Renate-Alessandria 2-1 (foto Ac Renate)

Un’Alessandria impalpabile cede l’intera posta al Renate e vede più lontana la vetta della classifica dopo il big match contro i nerazzurri allenati da Aimo Diana, una squadra tecnicamente valida che gioca con padronanza del campo e che ha sfruttato la poca personalità dei Grigi. Così anche le individualità dei singoli sono state annullate dalla grande fatica nell’imporre un gioco, che in altre partite comunque si era visto.

La punizione del vamtaggio nerazzurro con Francesco Galuppini

La bravura e la volontà di Eusepi non sono bastati per conquistare un risultato positivo. Un’involuzione preoccupante sia nei meccanismi di gioco che di carattere e personalità della squadra, una fragilità che trova riscontro in un’episodio accaduto nel primo tempo, poco dopo essere andati sotto nel risultato: un imbarazzante disimpegno in area tra il portiere Pisseri e Prestia con un fraseggio che ha rischiato di costare il raddoppio. Un’indecisione simbolo di una mancanza di sicurezza che invece dovrebbe proprio essere la caratteristica in positivo di questa Alessandria.

Il pareggio dei Grigi con Umberto Eusepi

Il Renate ha nuovamente messo a nudo il carattere poco incisivo dei Grigi, che solamente in alcune fasi del secondo tempo, dopo il pareggio di Eusepi (entrato dalla panchina a metà gara), hanno mostrato sprazzi di bel gioco sfiorando addirittura il vantaggio. La squadra di casa ha colpito proprio come avevano fatto altre avversarie dell’Alessandria in questo torneo, superando in velocità una difesa che, pur cambiando gli interpreti, fa sempre molta fatica se non supportata dalla copertura del centrocampo.I nerazzurri hanno confezionato più occasioni da rete rispetto ai Grigi, tenendo in pugno il primo tempo.

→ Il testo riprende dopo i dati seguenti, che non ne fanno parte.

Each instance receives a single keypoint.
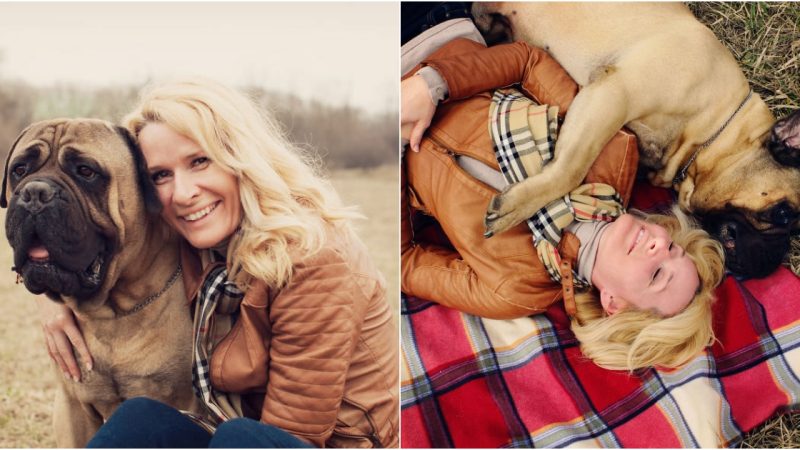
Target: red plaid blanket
(472, 382)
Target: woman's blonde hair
(632, 339)
(285, 202)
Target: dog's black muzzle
(57, 248)
(749, 252)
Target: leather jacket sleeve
(315, 327)
(470, 68)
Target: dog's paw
(503, 213)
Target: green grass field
(27, 378)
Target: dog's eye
(86, 172)
(20, 170)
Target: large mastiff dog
(82, 223)
(655, 69)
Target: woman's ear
(611, 304)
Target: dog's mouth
(749, 252)
(42, 273)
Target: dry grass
(765, 39)
(27, 380)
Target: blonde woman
(295, 345)
(650, 279)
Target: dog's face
(73, 191)
(750, 201)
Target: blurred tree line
(342, 136)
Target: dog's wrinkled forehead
(54, 135)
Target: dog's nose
(36, 195)
(783, 214)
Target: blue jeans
(144, 423)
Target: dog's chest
(108, 385)
(655, 143)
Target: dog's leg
(597, 112)
(74, 423)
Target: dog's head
(749, 198)
(76, 192)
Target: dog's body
(657, 70)
(83, 227)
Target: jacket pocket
(355, 427)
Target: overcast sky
(335, 52)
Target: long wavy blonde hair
(286, 203)
(633, 339)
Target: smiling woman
(294, 343)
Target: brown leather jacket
(501, 277)
(317, 358)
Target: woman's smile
(202, 214)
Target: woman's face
(201, 201)
(639, 266)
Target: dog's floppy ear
(151, 202)
(3, 201)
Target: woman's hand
(416, 109)
(63, 337)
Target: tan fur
(654, 68)
(146, 353)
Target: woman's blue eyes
(199, 162)
(159, 176)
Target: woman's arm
(468, 68)
(467, 73)
(62, 337)
(315, 326)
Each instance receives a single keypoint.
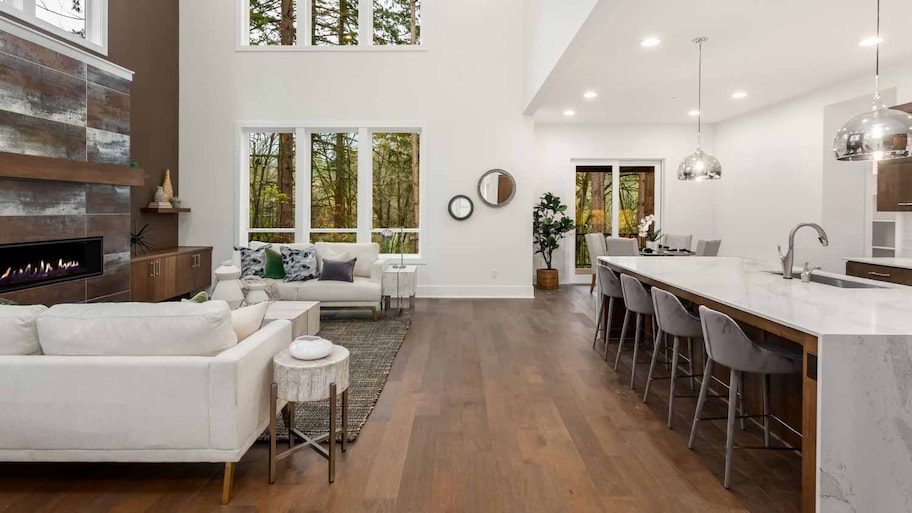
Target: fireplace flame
(40, 270)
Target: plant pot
(547, 279)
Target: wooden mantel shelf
(29, 167)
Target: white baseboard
(476, 292)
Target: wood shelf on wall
(171, 210)
(30, 167)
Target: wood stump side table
(298, 381)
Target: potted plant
(550, 224)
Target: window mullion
(365, 22)
(303, 183)
(365, 180)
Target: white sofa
(151, 406)
(363, 293)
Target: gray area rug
(373, 346)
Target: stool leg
(730, 428)
(655, 356)
(273, 399)
(332, 432)
(674, 378)
(766, 409)
(345, 420)
(617, 359)
(704, 389)
(636, 348)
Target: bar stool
(673, 319)
(727, 344)
(610, 286)
(638, 301)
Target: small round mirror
(461, 207)
(496, 187)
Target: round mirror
(461, 207)
(496, 187)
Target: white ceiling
(772, 49)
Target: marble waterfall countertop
(814, 308)
(902, 263)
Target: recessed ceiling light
(650, 42)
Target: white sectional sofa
(363, 293)
(133, 382)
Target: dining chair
(708, 247)
(596, 244)
(621, 246)
(678, 241)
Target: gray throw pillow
(338, 270)
(253, 261)
(299, 264)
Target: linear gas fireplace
(33, 264)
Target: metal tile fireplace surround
(34, 264)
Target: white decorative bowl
(310, 348)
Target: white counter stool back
(610, 285)
(673, 319)
(727, 344)
(638, 301)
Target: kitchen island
(857, 388)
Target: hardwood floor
(492, 406)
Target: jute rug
(373, 346)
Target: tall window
(330, 22)
(79, 21)
(349, 195)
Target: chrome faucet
(788, 259)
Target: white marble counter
(864, 368)
(902, 263)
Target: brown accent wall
(143, 37)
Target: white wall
(550, 26)
(466, 91)
(688, 206)
(773, 174)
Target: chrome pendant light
(881, 133)
(700, 165)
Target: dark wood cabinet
(166, 274)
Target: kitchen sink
(835, 282)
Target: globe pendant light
(880, 134)
(700, 165)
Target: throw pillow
(246, 321)
(274, 267)
(338, 270)
(299, 264)
(253, 261)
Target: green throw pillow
(274, 268)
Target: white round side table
(298, 381)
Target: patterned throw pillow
(299, 264)
(253, 261)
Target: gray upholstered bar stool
(638, 301)
(727, 344)
(674, 320)
(610, 285)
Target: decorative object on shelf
(388, 235)
(550, 224)
(310, 348)
(228, 285)
(167, 187)
(700, 165)
(138, 239)
(881, 133)
(496, 188)
(461, 207)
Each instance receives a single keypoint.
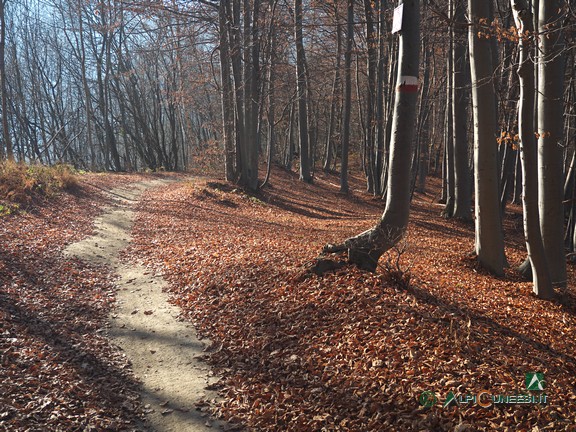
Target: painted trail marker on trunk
(397, 22)
(408, 84)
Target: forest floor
(295, 351)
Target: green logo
(535, 381)
(450, 399)
(427, 399)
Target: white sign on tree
(397, 23)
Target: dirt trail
(163, 349)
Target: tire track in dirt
(163, 350)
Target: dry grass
(23, 184)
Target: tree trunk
(227, 95)
(365, 249)
(5, 128)
(541, 277)
(489, 237)
(344, 187)
(550, 116)
(462, 192)
(305, 174)
(336, 91)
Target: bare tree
(365, 249)
(489, 237)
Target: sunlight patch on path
(163, 350)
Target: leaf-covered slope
(349, 350)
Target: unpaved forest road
(145, 326)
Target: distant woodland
(481, 93)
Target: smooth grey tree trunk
(489, 245)
(305, 174)
(347, 99)
(462, 190)
(227, 95)
(550, 118)
(365, 249)
(4, 92)
(542, 284)
(336, 91)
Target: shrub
(21, 183)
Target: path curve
(163, 349)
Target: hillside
(344, 351)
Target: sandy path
(163, 350)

Le Pantere percolose in area grigia

Eusepi ha riaperto la partita con un gol da vero opportunista, ma l’intera squadra ha avuto solamente qualche fiammata prima di cedere davanti all’organizzazione di gioco del Renate. Un brutto stop per la compagine di Mister Gregucci considerando che, alla vigilia, quella in terra lombarda era considerata la partita della possibile svolta nella rincorsa alla vetta del campionato che ora deve ripartire con un ennesimo handicap.Chapeau a Galuppini che al 18’ ha realizzato il gol capolavoro del vantaggio del Renate con un calcio di punizione nel sette alla sinistra di Pisseri. Una vera e propria perla per il bomber nerazzurro. La squadra grigia ha rischiato di capitolare su indecisione difensiva con Guglielmotti che non ha centrato lo specchio della porta (24’).Nel primo tempo per l’Alessandria solamente un contropiede non finalizzato (26’) ed una conclusione alta (38’), entrambi di Arrighini. Troppo poco per le ambizioni dell’Alessandria. In chiusura di frazione Pisseri non si è fatto sorprendere da Esposito mettendo in angolo un tentativo di cross divenuto insidioso tiro in porta. Ancora Pisseri a dire di no a Maistrello smarcato da Galuppini, solo davanti alla porta grigia al 50’.Con l’inizio della ripresa ecco in campo Eusepi che lotta, fa a sportellate con i difensori avversari, dà la carica ad una spenta Alessandria e pareggia al 59′ capitalizzando al meglio un lancio di testa di Arrighini mal gestito dal difensore Silva cui ruba il tempo per battere l’estremo avversario.

Il 2-1 dei brianzoli realizzato da Armand Rada

La reazione dei Grigi arriva ma è evanescente e si perde dopo pochi minuti. Il Renate confeziona un paio di palle gol importanti e al 73’ passa: Di Quinzio perde palla nel cerchio del centrocampo, il contropiede nerazzurro è fulmineo e Rada ben smarcato batte Pisseri. Il 2 a 1 lombardo, seppur arrivato a più di venti minuti dalla fine (si giocherà fino al 93’) taglia le gambe alla squadra alessandrina.

Non si vede la reazione che tutti gli sportivi di fede grigia si aspettano. Gli artigli dell’Orso non graffiano e per Aimo Diana ed i suoi è tutto più facile nel condurre in porto una vittoria importante per la classifica e sicuramente di prestigio. In casa grigia riaffiorano i dubbi per la scarsa personalità messa in campo dalla squadra, per scelte di formazione discutibili, per l’inespresso tasso tecnico della rosa a disposizione.